O ICIS é construído a partir de cinco medições detalhadas de glóbulos brancos e vermelhos que já são capturadas por aparelhos modernos de contagem sanguínea. Essas medidas acompanham quantas células maduras e imaturas de defesa estão presentes, quão “ativadas” elas parecem, se células especializadas produtoras de anticorpos estão aparecendo e mudanças sutis na hemoglobina dentro dos glóbulos vermelhos. Juntas, são combinadas em uma pontuação de 0 a 20. Valores baixos sugerem que a infecção é improvável, valores muito altos levantam suspeita de infecção ou sepse, e a faixa intermediária convida a uma avaliação clínica mais aprofundada.
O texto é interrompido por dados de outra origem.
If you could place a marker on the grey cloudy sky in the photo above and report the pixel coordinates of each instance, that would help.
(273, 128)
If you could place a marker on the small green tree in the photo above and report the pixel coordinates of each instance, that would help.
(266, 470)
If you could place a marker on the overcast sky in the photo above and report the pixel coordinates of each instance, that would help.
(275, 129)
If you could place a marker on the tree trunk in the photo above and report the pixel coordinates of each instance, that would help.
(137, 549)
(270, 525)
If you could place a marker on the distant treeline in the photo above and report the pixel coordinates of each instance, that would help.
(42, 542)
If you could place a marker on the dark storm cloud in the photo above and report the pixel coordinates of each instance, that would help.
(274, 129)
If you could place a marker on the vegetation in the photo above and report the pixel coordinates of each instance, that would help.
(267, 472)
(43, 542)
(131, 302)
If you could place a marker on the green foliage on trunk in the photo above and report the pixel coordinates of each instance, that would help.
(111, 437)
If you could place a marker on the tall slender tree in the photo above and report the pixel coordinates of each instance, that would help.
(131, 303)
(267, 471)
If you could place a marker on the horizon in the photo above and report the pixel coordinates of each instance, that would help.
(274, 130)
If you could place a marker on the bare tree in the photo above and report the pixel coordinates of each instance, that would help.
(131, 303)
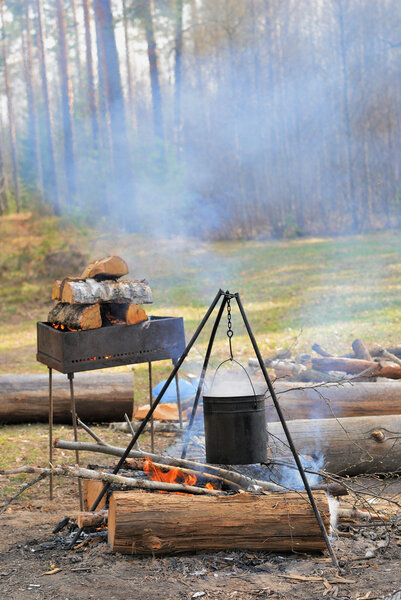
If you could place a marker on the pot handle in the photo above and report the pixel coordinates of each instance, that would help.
(243, 368)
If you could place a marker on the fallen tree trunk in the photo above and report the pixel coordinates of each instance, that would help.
(168, 523)
(349, 446)
(105, 397)
(91, 291)
(353, 399)
(99, 397)
(337, 363)
(76, 316)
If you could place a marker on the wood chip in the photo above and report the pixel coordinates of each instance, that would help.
(341, 580)
(301, 578)
(52, 572)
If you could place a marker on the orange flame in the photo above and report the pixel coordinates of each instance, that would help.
(63, 327)
(173, 475)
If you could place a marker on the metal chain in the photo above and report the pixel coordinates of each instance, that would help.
(230, 331)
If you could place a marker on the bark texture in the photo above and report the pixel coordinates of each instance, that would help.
(171, 523)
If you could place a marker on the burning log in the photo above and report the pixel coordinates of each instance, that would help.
(147, 523)
(109, 267)
(130, 314)
(349, 446)
(91, 291)
(73, 316)
(232, 476)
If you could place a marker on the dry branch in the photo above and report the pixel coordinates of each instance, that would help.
(243, 481)
(348, 446)
(129, 482)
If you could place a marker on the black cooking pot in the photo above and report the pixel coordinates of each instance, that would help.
(235, 428)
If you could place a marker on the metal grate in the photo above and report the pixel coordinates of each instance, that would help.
(159, 338)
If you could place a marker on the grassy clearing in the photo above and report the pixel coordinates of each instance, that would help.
(295, 293)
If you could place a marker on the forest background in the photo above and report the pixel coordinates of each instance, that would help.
(230, 119)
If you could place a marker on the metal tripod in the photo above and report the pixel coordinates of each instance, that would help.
(225, 297)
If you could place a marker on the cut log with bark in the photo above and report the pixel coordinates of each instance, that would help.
(360, 350)
(349, 446)
(58, 286)
(91, 291)
(100, 397)
(92, 519)
(76, 316)
(109, 267)
(90, 491)
(105, 397)
(170, 523)
(337, 363)
(130, 314)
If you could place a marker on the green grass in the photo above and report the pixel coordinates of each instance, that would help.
(295, 293)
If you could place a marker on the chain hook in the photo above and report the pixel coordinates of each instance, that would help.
(230, 331)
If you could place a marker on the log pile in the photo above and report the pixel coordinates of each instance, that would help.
(99, 297)
(360, 365)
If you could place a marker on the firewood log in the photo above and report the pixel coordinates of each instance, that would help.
(336, 363)
(361, 350)
(99, 397)
(128, 313)
(349, 446)
(76, 316)
(91, 291)
(171, 523)
(90, 491)
(92, 519)
(111, 267)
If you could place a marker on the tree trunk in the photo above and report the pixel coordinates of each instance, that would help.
(154, 70)
(303, 401)
(10, 108)
(349, 446)
(33, 124)
(67, 105)
(130, 81)
(49, 174)
(77, 43)
(123, 182)
(90, 76)
(99, 398)
(177, 71)
(170, 523)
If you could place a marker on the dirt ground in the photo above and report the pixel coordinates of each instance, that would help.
(29, 551)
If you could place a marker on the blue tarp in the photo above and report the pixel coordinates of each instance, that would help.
(187, 390)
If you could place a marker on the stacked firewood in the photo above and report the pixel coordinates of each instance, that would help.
(99, 297)
(362, 364)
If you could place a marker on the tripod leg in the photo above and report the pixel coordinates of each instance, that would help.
(287, 432)
(202, 377)
(152, 424)
(51, 406)
(75, 426)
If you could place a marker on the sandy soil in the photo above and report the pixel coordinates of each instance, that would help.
(29, 550)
Testando o que acontece durante um turno real no hospital

Os pesquisadores estudaram 53 pacientes criticamente doentes em uma unidade de terapia intensiva, incluindo pessoas sem infecção, com infecções confirmadas e com sepse. Para cada pessoa, coletaram uma amostra de sangue padrão em tubos K3‑EDTA comumente usados e a processaram em um analisador hematológico de alto desempenho imediatamente. Em seguida, armazenaram a mesma amostra na posição vertical à temperatura ambiente normal, semelhante a como tubos frequentemente aguardam em um laboratório hospitalar, e refizeram o exame cerca de oito horas depois—aproximadamente a duração de um turno típico na UTI. Esse desenho espelhou a prática do mundo real, em que um clínico pode decidir mais tarde no dia verificar o ICIS em sangue colhido naquela manhã.

Pontuação estável, pequenas variações que não importam

No geral, os valores do ICIS praticamente não mudaram entre a primeira e a segunda medição. A pontuação típica foi 2 no primeiro teste e 3 no segundo, uma diferença que não foi estatisticamente nem clinicamente relevante. Alguns parâmetros do hemograma subjacentes, como o tamanho dos glóbulos vermelhos ou o número de plaquetas, variaram ligeiramente ao longo de oito horas, o que é conhecido por acontecer conforme as células envelhecem fora do corpo. Um componente do ICIS—a contagem de células brancas muito jovens chamadas granulócitos imaturos—mostrou uma queda perceptível nos números, mas como é apenas uma parte da pontuação e tem peso modesto, a classificação geral do ICIS permaneceu notavelmente estável.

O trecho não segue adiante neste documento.